# MuscleMorphism.com



## Hlanderr (Mar 7, 2006)

Is this site really legit?

It has to be, since it's a sponsor...  but does it really just GIVE AWAY sources?

I tried to create a membership, and there is a minimum 30 dollar fee... 30 dollars to view information on the internet is pretty serious. Anybody know of the legitamacy of this website? Surely Rob wouldn't allow some stupid site to become a sponsor here.... but those sources... aren't they just given up to narcotic agents now? I mean if it's true that anyone who pays the 30 dollars to get it can see a real supplier and find out where to buy, those people will be arrested immediately!

And input on this site?


----------



## Mudge (Mar 7, 2006)

I dont know that site, but I started out on a pay board that was $20 USD a year for user refered sources. Yes, obviously anyone who pays for that information gets it feds or otherwise.


----------



## bigjim77 (Mar 8, 2006)

The site is legit, I own it.

The sources listed on the Musclemorphism all maintain a website for their business. By doing this they are putting themselves into the public domain anyway. All MM does is compile the information for those who don't have the time nor the contacts in order to gain the information themselves through networking or whatever. Plus all of the sources listed are "based" overseas so the US Fed Gov't really can't touch them. 

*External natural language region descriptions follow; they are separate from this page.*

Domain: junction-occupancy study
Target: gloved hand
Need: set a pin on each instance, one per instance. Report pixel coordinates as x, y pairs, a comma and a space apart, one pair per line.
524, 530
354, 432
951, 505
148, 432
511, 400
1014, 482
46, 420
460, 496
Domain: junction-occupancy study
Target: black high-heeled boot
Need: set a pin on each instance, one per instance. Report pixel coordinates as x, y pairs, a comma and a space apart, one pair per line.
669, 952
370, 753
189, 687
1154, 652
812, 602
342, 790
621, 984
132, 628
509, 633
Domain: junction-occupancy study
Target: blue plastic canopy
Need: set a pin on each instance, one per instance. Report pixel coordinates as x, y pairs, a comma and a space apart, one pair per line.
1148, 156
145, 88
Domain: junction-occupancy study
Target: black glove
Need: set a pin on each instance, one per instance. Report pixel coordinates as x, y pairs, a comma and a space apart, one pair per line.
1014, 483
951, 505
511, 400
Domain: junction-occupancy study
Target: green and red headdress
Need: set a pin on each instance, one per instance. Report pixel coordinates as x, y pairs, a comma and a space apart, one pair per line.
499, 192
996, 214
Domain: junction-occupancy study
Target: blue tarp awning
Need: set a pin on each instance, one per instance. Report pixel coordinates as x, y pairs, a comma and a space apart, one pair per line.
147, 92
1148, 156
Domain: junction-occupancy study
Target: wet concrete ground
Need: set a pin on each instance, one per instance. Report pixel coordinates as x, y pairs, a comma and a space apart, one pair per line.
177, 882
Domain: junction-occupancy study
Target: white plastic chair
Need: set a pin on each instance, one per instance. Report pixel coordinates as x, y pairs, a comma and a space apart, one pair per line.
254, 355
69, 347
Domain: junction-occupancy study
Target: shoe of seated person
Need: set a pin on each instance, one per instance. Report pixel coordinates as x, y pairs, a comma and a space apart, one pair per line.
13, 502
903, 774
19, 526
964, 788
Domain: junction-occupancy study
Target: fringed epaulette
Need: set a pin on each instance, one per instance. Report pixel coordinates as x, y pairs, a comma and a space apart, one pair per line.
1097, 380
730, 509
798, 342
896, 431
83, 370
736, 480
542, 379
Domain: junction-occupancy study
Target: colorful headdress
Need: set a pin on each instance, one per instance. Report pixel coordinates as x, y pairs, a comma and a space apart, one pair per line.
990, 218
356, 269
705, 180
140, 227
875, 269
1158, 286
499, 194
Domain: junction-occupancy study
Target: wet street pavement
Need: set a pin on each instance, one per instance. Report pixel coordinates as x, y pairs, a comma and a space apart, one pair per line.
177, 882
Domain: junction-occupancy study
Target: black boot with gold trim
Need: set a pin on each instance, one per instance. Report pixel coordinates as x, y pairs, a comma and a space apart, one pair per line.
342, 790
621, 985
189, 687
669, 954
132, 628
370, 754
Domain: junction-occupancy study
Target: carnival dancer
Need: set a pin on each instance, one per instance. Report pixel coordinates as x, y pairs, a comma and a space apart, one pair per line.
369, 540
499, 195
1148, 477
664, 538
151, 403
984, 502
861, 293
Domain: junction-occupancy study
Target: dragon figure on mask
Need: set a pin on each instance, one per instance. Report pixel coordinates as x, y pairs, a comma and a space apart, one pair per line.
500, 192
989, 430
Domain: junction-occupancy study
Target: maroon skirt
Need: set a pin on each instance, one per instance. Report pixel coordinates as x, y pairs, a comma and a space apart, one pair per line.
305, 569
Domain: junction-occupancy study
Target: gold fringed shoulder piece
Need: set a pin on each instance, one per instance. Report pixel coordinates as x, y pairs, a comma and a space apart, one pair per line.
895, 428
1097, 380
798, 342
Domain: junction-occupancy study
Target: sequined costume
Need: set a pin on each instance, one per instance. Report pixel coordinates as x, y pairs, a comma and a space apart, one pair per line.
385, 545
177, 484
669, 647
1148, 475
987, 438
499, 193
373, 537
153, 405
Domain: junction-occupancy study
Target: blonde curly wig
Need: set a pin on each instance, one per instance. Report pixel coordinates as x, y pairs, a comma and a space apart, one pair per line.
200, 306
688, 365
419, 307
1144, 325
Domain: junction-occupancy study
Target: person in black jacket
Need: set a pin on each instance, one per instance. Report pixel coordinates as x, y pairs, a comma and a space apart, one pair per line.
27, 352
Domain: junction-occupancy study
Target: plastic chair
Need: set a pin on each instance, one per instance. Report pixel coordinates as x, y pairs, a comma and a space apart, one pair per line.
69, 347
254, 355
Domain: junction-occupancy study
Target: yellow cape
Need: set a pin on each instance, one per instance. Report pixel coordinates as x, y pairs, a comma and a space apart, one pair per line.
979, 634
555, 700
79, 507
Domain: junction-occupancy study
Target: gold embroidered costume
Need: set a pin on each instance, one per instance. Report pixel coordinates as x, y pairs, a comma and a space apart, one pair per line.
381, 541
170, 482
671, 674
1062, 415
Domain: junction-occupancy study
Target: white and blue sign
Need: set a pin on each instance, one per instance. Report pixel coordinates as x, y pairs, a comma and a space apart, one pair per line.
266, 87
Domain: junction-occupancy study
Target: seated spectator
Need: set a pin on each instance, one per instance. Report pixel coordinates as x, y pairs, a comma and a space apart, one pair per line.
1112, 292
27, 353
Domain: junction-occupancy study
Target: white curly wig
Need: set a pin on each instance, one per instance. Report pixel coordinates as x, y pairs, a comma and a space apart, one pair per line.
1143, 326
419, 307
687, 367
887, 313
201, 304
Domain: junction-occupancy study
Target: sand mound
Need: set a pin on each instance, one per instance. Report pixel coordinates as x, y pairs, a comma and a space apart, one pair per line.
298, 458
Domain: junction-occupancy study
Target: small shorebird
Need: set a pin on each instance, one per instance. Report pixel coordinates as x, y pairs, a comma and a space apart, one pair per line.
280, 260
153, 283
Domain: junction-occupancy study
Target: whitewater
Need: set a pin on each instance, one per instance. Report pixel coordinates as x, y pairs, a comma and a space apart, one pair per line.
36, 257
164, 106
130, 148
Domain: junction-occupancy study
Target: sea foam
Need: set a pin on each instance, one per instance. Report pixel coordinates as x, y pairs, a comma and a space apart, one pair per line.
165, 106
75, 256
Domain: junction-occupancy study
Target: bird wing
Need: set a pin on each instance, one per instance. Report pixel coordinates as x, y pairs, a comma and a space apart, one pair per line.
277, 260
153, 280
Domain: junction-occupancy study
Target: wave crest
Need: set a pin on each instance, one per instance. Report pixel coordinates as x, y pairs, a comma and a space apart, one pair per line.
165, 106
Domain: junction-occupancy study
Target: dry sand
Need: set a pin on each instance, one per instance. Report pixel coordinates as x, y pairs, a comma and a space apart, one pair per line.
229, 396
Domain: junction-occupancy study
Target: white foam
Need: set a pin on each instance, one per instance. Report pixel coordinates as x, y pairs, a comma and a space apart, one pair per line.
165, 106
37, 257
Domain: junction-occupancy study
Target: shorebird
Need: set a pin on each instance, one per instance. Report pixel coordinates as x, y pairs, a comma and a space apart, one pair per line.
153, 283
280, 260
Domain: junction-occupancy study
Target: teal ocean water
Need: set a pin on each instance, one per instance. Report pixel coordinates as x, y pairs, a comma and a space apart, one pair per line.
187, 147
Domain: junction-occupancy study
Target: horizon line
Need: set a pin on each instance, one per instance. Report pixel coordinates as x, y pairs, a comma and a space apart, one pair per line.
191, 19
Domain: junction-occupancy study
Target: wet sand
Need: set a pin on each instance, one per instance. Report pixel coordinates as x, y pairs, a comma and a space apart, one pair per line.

If you have any questions please feel free to ask me.......

Jim


----------



## Mudge (Mar 8, 2006)

bigjim77 said:
			
		

> Plus all of the sources listed are "based" overseas so the US Fed Gov't really can't touch them.



Thats a nice dream, unfortunately quite untrue.


----------



## kicka19 (Mar 8, 2006)

Mudge said:
			
		

> Thats a nice dream, unfortunately quite untrue.


ya, im sure if they can bust mexican labs they can do it to anyone else they want


----------



## bigjim77 (Mar 8, 2006)

Mudge said:
			
		

> Thats a nice dream, unfortunately quite untrue.



depends on the country they are in.......Mexico depends on the US for a lot. Other countries do not "need" the US therefore do not have the level of cooperation that Mexico or Canada may have with the US.


----------



## Arnold (Mar 8, 2006)

Mudge said:
			
		

> Thats a nice dream, unfortunately quite untrue.



what do you mean by that Mudge, are you saying the US Feds CAN touch an overseas company?


----------



## bigjim77 (Mar 8, 2006)

kicka19 said:
			
		

> ya, im sure if they can bust mexican labs they can do it to anyone else they want




Labs are legit companies with huge paper trails tax id numbers, board of excutives and so on.......steroid suppliers opperate differently, hopefully....


----------



## Mudge (Mar 8, 2006)

Robert DiMaggio said:
			
		

> what do you mean by that Mudge, are you saying the US Feds CAN touch an overseas company?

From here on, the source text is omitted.